Champions of energy transition see it happening relatively quickly, emphasizing the advances that are being made in technologies, policy, and projects. While fossil fuel incumbents see a long, gradual process of energy transition, assuring us that demand for their products will remain strong for decades to come. So who’s right? Is energy transition going to be rapid, or gradual?
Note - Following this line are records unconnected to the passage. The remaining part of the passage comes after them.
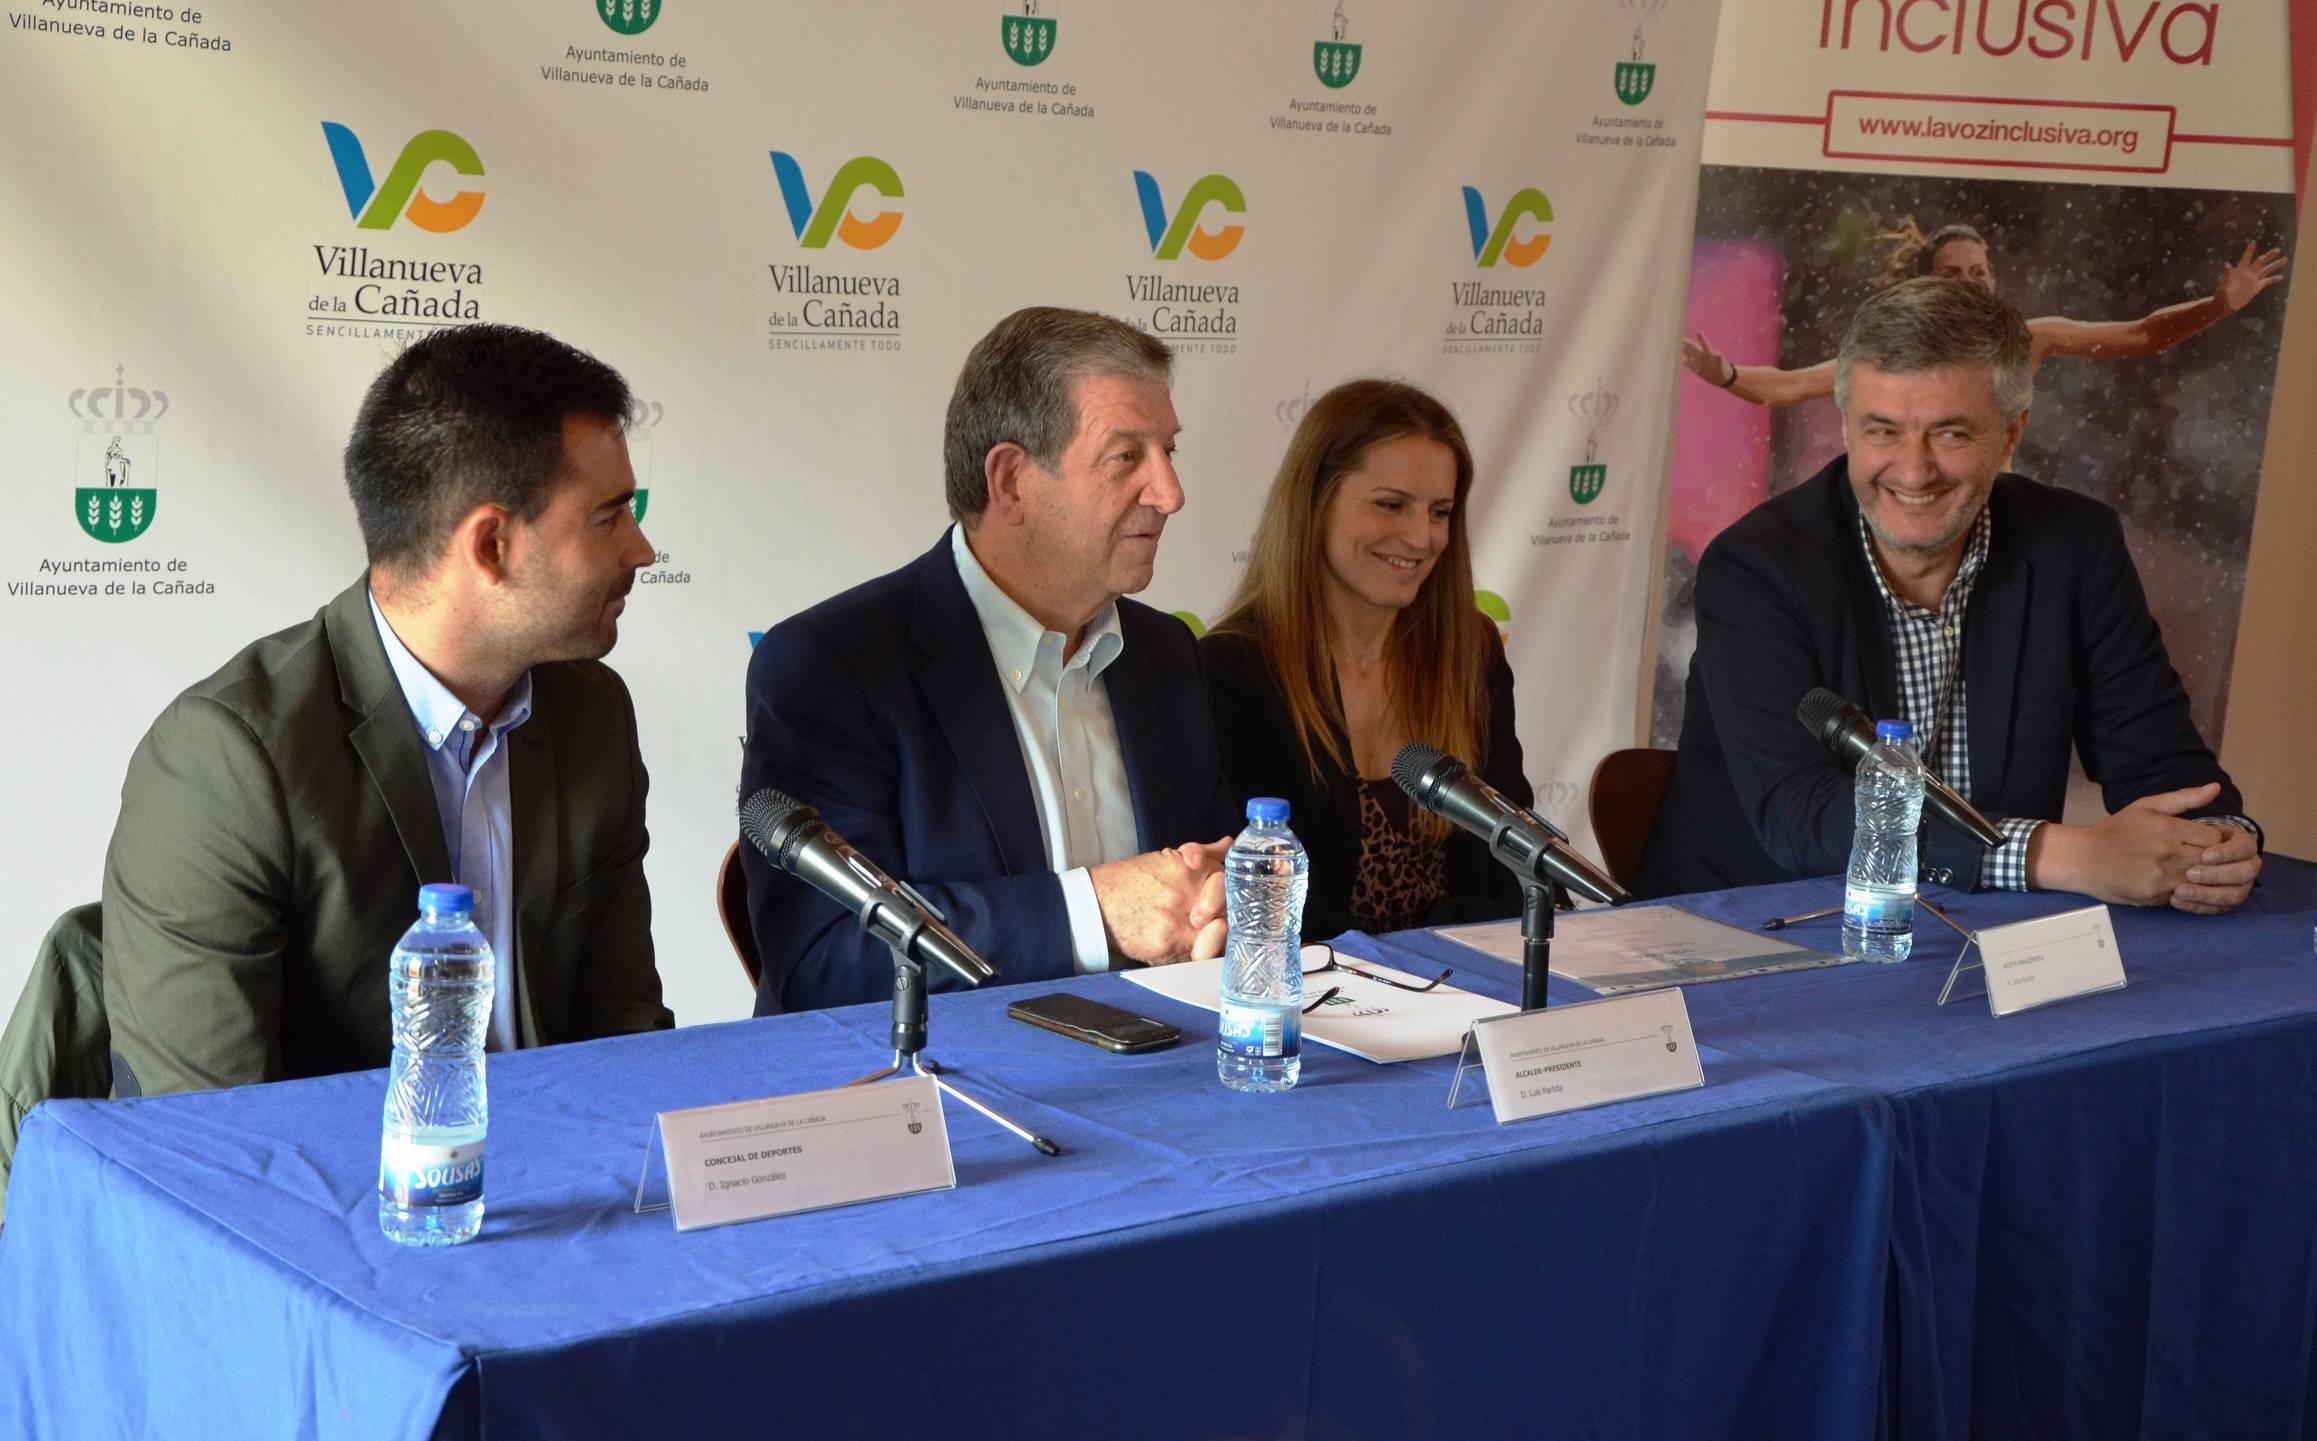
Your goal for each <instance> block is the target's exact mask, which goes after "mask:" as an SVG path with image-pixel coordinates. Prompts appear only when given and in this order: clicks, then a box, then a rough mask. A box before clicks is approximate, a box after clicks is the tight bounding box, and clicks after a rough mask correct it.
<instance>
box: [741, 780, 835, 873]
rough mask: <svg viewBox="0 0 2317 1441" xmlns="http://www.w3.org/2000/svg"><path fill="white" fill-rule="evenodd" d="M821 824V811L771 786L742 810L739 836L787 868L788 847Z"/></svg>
mask: <svg viewBox="0 0 2317 1441" xmlns="http://www.w3.org/2000/svg"><path fill="white" fill-rule="evenodd" d="M818 820H820V811H816V809H811V806H806V804H804V802H799V799H797V797H792V795H783V792H779V790H774V788H772V785H767V788H762V790H758V792H755V795H751V797H748V799H746V802H741V806H739V834H744V836H748V841H751V843H755V848H758V850H762V853H765V857H767V860H772V862H776V864H781V866H785V864H788V857H785V855H783V853H785V850H788V846H790V843H792V841H795V839H797V836H799V834H804V829H806V827H809V825H816V822H818Z"/></svg>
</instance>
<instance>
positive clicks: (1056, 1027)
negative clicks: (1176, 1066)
mask: <svg viewBox="0 0 2317 1441" xmlns="http://www.w3.org/2000/svg"><path fill="white" fill-rule="evenodd" d="M1006 1015H1010V1017H1015V1019H1017V1022H1029V1024H1033V1026H1038V1029H1040V1031H1054V1033H1057V1036H1068V1038H1070V1040H1084V1043H1087V1045H1098V1047H1103V1049H1105V1052H1119V1054H1135V1052H1156V1049H1165V1047H1170V1045H1175V1043H1177V1040H1182V1026H1170V1024H1165V1022H1154V1019H1152V1017H1147V1015H1135V1012H1131V1010H1119V1008H1117V1005H1103V1003H1101V1001H1089V999H1084V996H1073V994H1070V992H1052V994H1045V996H1031V999H1029V1001H1015V1003H1013V1005H1008V1008H1006Z"/></svg>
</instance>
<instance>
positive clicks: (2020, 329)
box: [1835, 276, 2034, 424]
mask: <svg viewBox="0 0 2317 1441" xmlns="http://www.w3.org/2000/svg"><path fill="white" fill-rule="evenodd" d="M2032 357H2034V338H2032V336H2030V334H2027V322H2025V320H2020V313H2018V308H2016V306H2013V303H2011V301H2007V299H2002V297H2000V294H1988V292H1986V290H1979V287H1976V285H1972V283H1969V280H1942V278H1937V276H1918V278H1914V280H1900V283H1898V285H1893V287H1891V290H1884V292H1881V294H1877V297H1874V299H1870V301H1868V303H1863V306H1858V313H1856V315H1851V329H1849V331H1847V334H1844V336H1842V350H1837V352H1835V408H1837V410H1847V408H1849V403H1851V371H1854V368H1856V366H1858V361H1865V364H1870V366H1874V368H1877V371H1893V373H1907V371H1937V368H1939V366H1986V368H1988V389H1990V392H1993V394H1995V410H1997V412H2000V415H2002V417H2004V424H2009V422H2013V419H2018V417H2020V415H2025V412H2027V405H2030V403H2032V401H2034V366H2032V364H2030V361H2032Z"/></svg>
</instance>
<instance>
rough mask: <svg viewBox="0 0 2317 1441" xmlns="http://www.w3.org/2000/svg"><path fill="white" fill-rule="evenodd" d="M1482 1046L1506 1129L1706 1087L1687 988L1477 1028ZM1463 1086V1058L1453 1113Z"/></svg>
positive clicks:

A new paper co-authored by Carbon Tracker, Bloomberg New Energy Finance, and the Rocky Mountain Institute contrasts these narratives and scenarios, and identifies some key distinguishing characteristics that can help us understand where they differ, as well as clarifying their underlying assumptions and perspectives, using those insights to inform our outlooks. In this episode, one of the authors from Carbon Tracker explains the analytical framework applied to these contrasting narratives, and shares his insights about the impact of the energy transition on financial markets, domestic politics and geopolitics, and how incumbents will have to navigate the new reality of climate change.Guest:
Kingsmill Bond is the Energy Strategist for Carbon Tracker, a London-based clean energy think tank. He believes that the energy transition is the most important driver of financial markets and geopolitics in the modern era. Over a 25 year career as an equity analyst and strategist at institutions such as Deutsche Bank, Sberbank and Citibank, he has researched emerging markets, the shale revolution and the impact of US energy independence. At Carbon Tracker, he has written about the impact of the energy transition on financial markets, domestic politics and geopolitics, and authored a series of reports on the myths of the energy transition, looking at the many arguments made by incumbents to deny the reality of change.